Penalties: more grief for bewildered taxpayers
This is about penalties. I know that the word “penalties” is one to strike fear into the heart of every British person, especially since the Olympics which showed that the curse of the quarter-final penalty shootout defeat cannot be avoided by labelling the team as GB or even by filling it with women.
But it’s not that sort of penalties this is about, but HMRC’s penalties for failing to complete a tax return.
By definition this is not aimed at the worst offenders, since these penalties apply to people who one way or the other have registered themselves with HMRC as liable to complete a return, and are obviously people that HMRC knows about.
Those with longer memories will know that when Self Assessment was introduced penalties were increased and some of us felt this was too much: but now penalties have been very sharply increased so that there is a penalty for being late even if no tax is owed or even due, and that there are rapidly mounting daily penalties once you are three months late.
The first question to ask is what problem these increased penalties are intended to solve. The number of returns delivered late has fallen steadily, but given that there are interest charges on tax paid late the real problem must be returns that are not delivered at all: presumably because people have skipped, gone bankrupt or died. In all probability, too, many late returns will be on paper from those unwilling or unable to complete their returns online.
As a result there will be some people – and they will be the feckless rather than the wicked – who will face financial burdens they do not understand and cannot afford. The first reminders about daily penalties are coming out with £1200 already due: for some people that is a lot of money. Remember that a very high proportion of returns go to pensioners, many of them with not much income. In the old days they would have gone to HMRC for help, but the leaner tougher HMRC of today doesn’t do that sort of thing any more. In some places there may be charitable or pro bono help, but it is very thinly spread.

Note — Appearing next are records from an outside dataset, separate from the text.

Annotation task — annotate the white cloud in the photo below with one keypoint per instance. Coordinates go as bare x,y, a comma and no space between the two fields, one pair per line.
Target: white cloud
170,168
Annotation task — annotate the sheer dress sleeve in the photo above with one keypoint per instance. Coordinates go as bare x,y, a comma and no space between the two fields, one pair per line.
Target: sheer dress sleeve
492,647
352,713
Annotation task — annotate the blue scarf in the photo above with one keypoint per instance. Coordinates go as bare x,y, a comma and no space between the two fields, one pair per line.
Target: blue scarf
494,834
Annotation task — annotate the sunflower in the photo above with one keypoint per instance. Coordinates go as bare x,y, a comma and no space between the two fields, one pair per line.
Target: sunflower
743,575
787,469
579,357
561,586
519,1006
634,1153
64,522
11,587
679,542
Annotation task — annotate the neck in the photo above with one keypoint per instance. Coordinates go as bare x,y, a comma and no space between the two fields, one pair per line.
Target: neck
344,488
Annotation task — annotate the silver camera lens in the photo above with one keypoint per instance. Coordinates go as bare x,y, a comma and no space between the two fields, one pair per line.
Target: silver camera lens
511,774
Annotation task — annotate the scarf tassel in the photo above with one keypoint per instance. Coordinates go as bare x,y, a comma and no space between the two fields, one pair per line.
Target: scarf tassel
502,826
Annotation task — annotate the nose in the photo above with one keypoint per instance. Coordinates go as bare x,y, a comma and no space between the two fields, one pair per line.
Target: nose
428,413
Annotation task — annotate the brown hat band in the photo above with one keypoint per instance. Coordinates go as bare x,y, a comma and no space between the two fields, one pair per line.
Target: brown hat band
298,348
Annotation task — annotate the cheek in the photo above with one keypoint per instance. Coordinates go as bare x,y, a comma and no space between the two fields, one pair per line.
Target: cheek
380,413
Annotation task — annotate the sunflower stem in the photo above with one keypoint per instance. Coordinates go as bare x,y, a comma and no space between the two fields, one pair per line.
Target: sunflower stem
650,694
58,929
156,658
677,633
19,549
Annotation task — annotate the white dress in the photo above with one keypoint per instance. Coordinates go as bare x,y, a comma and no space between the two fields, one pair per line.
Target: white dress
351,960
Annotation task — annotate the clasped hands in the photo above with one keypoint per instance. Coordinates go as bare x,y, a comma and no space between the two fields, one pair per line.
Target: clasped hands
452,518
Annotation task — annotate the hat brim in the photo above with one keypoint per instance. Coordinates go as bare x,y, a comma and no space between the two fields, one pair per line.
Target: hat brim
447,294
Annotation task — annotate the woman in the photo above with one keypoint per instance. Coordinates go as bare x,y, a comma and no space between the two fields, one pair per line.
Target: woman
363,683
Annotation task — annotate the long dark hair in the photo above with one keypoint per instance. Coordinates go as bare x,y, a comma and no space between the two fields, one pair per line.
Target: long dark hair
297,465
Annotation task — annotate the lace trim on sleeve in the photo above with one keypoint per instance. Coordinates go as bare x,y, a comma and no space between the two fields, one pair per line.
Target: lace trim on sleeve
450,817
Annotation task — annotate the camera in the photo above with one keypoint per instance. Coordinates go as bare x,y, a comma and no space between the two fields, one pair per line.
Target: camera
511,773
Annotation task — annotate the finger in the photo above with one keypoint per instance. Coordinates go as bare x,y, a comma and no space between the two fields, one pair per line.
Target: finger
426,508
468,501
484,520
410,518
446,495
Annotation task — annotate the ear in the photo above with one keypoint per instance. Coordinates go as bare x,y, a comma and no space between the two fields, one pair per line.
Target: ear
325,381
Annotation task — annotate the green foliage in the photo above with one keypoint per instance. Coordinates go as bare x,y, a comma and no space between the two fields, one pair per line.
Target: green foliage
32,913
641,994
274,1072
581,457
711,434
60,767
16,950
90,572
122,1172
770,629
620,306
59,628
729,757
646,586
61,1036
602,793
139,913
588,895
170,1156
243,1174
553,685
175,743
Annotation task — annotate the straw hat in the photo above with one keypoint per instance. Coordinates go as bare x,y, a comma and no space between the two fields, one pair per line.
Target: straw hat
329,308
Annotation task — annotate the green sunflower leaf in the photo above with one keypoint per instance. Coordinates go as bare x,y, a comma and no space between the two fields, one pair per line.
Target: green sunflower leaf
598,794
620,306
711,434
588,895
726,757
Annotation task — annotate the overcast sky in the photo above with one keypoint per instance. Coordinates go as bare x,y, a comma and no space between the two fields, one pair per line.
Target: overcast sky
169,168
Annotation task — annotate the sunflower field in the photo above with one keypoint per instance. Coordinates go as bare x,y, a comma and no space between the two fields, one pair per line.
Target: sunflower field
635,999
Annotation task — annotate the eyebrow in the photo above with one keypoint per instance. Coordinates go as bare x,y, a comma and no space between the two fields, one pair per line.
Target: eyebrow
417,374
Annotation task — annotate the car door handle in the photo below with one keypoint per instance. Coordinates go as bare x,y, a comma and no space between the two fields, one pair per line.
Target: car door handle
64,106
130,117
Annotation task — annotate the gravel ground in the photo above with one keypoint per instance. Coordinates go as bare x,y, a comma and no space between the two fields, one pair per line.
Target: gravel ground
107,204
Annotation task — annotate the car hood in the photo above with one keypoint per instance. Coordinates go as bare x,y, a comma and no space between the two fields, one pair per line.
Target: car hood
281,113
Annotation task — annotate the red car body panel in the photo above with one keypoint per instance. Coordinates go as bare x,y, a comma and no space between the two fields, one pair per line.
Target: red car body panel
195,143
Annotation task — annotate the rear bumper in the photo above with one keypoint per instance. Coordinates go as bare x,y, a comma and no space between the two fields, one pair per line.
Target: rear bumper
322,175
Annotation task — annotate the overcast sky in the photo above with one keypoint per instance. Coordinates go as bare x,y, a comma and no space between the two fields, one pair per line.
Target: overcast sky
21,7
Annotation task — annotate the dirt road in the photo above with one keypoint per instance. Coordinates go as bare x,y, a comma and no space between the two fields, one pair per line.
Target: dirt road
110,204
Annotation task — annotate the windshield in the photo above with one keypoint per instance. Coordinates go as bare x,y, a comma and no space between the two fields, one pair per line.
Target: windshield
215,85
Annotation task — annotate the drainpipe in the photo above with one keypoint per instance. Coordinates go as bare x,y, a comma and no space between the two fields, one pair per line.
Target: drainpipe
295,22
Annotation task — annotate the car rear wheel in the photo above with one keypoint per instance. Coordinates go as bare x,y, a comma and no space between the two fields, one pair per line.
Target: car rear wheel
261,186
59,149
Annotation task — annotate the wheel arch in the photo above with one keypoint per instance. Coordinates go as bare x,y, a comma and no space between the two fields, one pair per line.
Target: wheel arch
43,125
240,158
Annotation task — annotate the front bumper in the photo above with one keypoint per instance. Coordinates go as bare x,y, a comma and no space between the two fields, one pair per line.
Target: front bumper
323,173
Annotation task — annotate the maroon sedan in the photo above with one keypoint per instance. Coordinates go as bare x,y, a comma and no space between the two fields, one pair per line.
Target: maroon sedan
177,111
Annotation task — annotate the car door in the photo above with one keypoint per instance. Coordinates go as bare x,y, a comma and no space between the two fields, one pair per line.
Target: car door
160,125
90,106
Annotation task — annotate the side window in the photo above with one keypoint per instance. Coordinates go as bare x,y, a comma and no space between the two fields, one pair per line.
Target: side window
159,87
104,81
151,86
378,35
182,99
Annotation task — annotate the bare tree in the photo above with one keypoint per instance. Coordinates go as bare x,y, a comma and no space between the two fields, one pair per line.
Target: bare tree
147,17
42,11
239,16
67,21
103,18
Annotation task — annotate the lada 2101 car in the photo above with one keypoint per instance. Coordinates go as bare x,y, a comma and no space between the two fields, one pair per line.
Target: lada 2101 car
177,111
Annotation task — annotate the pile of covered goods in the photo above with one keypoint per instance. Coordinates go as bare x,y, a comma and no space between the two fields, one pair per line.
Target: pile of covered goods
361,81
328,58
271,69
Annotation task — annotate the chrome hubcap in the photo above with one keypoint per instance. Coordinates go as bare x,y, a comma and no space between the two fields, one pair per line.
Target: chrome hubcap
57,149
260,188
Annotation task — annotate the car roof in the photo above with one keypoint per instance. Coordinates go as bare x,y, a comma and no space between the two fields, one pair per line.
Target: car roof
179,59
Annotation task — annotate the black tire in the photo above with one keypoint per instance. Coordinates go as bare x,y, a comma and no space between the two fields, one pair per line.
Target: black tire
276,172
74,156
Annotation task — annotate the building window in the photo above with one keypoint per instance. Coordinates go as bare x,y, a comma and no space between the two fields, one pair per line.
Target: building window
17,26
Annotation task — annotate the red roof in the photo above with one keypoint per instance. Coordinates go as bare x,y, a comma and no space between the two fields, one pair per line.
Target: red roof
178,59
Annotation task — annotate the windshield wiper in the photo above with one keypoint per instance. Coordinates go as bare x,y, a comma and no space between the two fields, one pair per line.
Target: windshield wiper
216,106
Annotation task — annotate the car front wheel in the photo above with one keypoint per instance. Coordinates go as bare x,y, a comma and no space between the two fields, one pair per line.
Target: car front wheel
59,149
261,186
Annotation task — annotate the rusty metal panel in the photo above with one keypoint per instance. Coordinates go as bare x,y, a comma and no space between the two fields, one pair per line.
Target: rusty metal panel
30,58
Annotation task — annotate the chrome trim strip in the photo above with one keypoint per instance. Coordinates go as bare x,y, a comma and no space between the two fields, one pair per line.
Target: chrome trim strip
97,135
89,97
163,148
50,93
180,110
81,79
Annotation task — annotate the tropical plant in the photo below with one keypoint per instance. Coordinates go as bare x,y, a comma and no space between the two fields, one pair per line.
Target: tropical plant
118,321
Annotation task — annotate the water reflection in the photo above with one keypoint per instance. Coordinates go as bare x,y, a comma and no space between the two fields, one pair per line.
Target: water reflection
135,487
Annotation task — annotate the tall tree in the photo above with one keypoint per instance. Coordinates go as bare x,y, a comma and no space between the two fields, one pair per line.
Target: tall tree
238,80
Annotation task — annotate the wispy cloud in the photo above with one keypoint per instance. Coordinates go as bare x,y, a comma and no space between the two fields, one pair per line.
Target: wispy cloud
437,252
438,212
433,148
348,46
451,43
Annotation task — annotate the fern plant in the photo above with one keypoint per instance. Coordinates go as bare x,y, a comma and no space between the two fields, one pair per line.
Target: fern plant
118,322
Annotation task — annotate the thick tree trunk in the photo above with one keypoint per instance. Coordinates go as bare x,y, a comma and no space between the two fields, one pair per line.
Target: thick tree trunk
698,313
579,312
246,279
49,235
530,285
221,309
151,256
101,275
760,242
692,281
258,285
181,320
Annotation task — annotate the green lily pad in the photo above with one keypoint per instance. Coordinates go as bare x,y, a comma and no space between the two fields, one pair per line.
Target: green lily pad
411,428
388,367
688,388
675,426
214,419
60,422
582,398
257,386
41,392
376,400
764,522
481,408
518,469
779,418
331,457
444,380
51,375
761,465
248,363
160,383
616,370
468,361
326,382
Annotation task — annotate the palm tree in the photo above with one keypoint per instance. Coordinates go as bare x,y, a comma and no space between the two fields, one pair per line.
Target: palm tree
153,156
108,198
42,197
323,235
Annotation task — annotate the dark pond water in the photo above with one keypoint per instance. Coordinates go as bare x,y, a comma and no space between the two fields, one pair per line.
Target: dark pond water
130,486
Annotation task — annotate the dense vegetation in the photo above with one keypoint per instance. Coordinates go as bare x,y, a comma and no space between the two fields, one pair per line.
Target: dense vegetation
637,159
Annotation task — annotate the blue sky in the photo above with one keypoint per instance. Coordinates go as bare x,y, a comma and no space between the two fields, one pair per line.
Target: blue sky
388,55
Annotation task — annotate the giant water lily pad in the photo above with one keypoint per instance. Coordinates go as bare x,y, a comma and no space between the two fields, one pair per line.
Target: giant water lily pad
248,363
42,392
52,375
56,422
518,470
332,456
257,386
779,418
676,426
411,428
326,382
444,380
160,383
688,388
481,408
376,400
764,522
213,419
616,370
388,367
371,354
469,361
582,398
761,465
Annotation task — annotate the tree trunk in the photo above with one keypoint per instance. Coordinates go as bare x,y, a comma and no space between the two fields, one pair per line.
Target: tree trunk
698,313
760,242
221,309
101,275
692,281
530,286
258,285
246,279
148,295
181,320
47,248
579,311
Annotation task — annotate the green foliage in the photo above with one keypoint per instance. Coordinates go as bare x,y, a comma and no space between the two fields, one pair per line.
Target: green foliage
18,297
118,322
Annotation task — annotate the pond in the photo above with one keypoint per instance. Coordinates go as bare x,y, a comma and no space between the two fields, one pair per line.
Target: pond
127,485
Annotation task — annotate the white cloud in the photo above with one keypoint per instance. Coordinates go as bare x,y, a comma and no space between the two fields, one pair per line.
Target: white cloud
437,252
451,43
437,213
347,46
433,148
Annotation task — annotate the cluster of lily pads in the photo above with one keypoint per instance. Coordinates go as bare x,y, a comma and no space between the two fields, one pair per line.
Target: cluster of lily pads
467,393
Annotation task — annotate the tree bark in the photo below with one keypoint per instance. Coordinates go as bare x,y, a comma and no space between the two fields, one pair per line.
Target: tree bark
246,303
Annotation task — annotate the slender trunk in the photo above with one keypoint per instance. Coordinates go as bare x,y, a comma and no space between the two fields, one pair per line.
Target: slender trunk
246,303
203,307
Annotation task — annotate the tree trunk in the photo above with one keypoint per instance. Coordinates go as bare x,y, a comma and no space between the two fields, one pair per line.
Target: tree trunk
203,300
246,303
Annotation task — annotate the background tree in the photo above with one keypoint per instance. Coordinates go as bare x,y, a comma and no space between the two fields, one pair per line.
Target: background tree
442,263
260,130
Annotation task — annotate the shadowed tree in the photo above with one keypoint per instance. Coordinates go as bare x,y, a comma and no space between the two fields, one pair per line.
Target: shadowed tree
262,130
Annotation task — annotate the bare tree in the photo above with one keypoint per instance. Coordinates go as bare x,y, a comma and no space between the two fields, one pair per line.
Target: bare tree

Getting a small extra number of tax returns in early is going to make no real difference to the sum of tax collected (assuming that the penalties have that effect): what it presumably will do is enable HMRC to achieve targets that they have effectively set themselves (or, in theory, bargained toughly with the Treasury for) for getting X% of returns in timeously. It is unlikely that these are very large returns, and the whole exercise just seems to produce more grief for bewildered taxpayers.